仏典『チベット死者の書』自体の素晴らしさは、本を観て頂くとして。
映像作品として素晴らしい点を上げます。
少年僧が聡明そうな美少年で、NHKの番組はいつも、子役が素晴らしい。
老師も深い知識と優しさとを兼ね備えています。
ジャケ写の二人がそうです。
そうそう、テレビで観た時は学生時代で卒後の進路について迷っていて、自分もこんな師匠に巡り会えたらいいなあ、とか思って観ていたっけなあ。
その後社会に出て、幸いなことに職業上の師匠を得ました。
が、残念ながらこんな温厚そうな人ではありません。野心家で超皮肉屋です。
話が脱線しました。
素晴らしい作品だと思います。
『チベット死者の書』の内容と歴史的背景、そして『チベット死者の書』を実際に使う様子を59分で要領よく述べています。
天然の素材と、演出入り素材を組み合わせ、一つのまとまりを作り出した手法は素晴らしい。
少年僧も老師も自然な良い表情を見せます。
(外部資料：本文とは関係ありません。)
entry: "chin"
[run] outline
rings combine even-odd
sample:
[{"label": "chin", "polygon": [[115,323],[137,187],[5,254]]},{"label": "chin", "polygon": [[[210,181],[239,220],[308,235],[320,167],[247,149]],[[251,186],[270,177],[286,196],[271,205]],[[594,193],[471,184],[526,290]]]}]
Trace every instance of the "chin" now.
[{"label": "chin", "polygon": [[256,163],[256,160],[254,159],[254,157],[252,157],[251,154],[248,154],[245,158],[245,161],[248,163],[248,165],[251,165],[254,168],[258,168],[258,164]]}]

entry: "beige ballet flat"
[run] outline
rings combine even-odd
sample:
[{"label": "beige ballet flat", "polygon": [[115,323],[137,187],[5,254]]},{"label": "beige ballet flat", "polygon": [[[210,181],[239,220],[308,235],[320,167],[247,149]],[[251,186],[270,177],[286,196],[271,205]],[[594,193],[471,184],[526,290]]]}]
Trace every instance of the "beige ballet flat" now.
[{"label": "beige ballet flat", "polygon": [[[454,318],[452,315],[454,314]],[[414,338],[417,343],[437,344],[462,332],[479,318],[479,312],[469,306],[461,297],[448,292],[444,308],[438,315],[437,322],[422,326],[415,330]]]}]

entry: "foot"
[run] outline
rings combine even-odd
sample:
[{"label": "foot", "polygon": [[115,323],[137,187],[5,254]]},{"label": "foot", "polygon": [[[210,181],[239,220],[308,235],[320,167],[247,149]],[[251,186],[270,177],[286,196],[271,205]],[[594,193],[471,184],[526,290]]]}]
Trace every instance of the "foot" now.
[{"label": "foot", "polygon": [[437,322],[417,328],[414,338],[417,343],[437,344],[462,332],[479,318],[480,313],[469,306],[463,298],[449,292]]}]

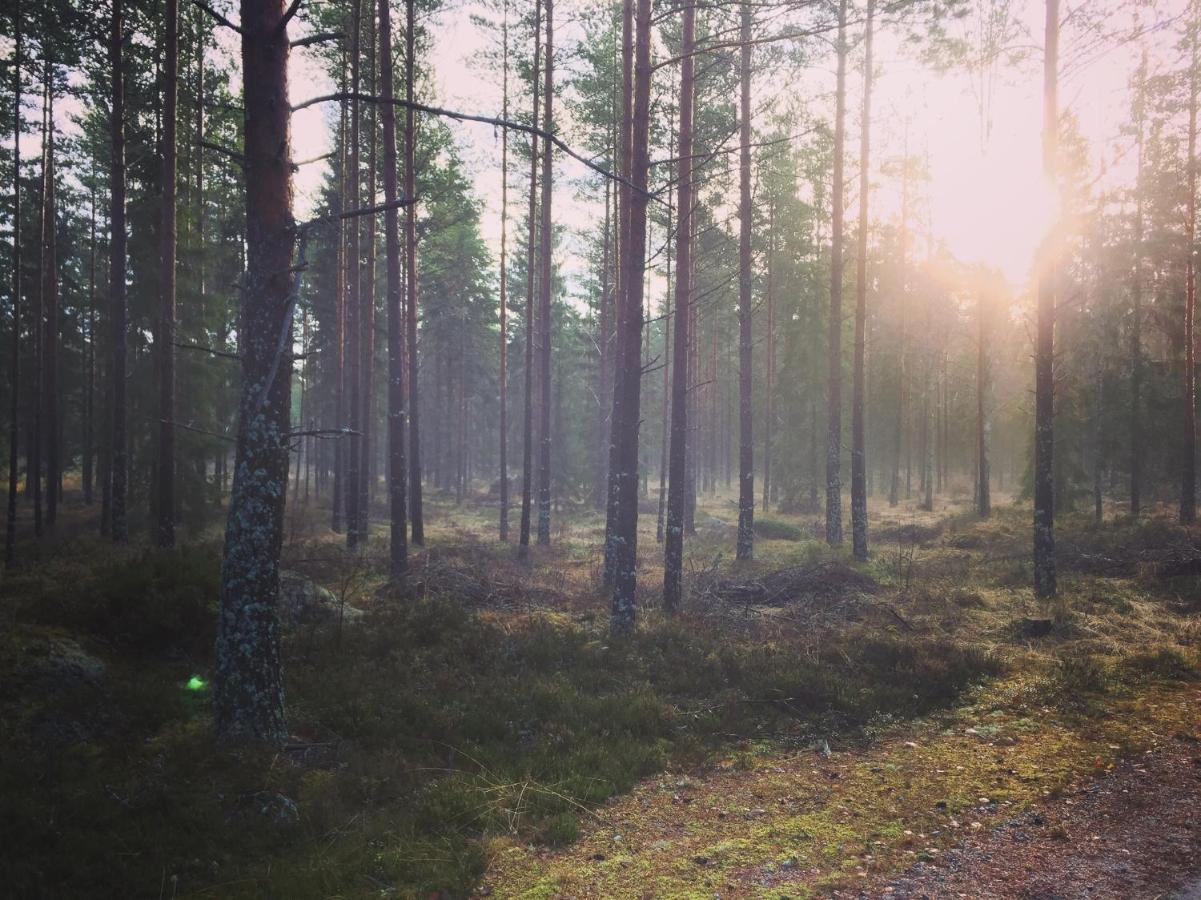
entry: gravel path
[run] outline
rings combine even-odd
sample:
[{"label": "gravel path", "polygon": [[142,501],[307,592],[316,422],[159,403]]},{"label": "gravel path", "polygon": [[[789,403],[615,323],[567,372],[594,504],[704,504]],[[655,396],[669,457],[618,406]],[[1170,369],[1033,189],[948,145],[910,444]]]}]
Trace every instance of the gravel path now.
[{"label": "gravel path", "polygon": [[1201,746],[1179,737],[903,876],[835,896],[1201,900]]}]

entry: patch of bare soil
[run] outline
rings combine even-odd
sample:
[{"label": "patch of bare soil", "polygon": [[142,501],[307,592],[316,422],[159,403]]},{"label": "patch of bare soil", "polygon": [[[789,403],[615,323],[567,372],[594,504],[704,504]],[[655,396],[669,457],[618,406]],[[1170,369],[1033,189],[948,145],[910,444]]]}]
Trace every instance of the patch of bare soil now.
[{"label": "patch of bare soil", "polygon": [[[900,878],[835,897],[1136,900],[1184,897],[1201,872],[1201,746],[1178,736],[964,841]],[[1180,893],[1173,892],[1181,889]]]}]

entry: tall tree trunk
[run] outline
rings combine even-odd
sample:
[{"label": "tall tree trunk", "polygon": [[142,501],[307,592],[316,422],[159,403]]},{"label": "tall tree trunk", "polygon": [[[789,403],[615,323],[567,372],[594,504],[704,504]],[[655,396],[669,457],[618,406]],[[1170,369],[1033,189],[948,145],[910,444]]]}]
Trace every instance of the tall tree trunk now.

素の部分も多いのかも知れません。
ヒマラヤ山脈に抱かれたラダックの風景も良い。
ビデオから音声だけをカセットテープに録音してしばらく車の中で聴いていましたっけ。
キャスト表を見て、それは声優の力だったのかも知れないなーと思いました。
老師 大滝秀治
経典(チベット死者の書) 伊武雅刀
少年僧 関六合
*1:当事者が語れる最後の時代に作られたドキュメンタリーだと思います。インタビューに登場した人のほとんどが、現在は鬼籍に入られています。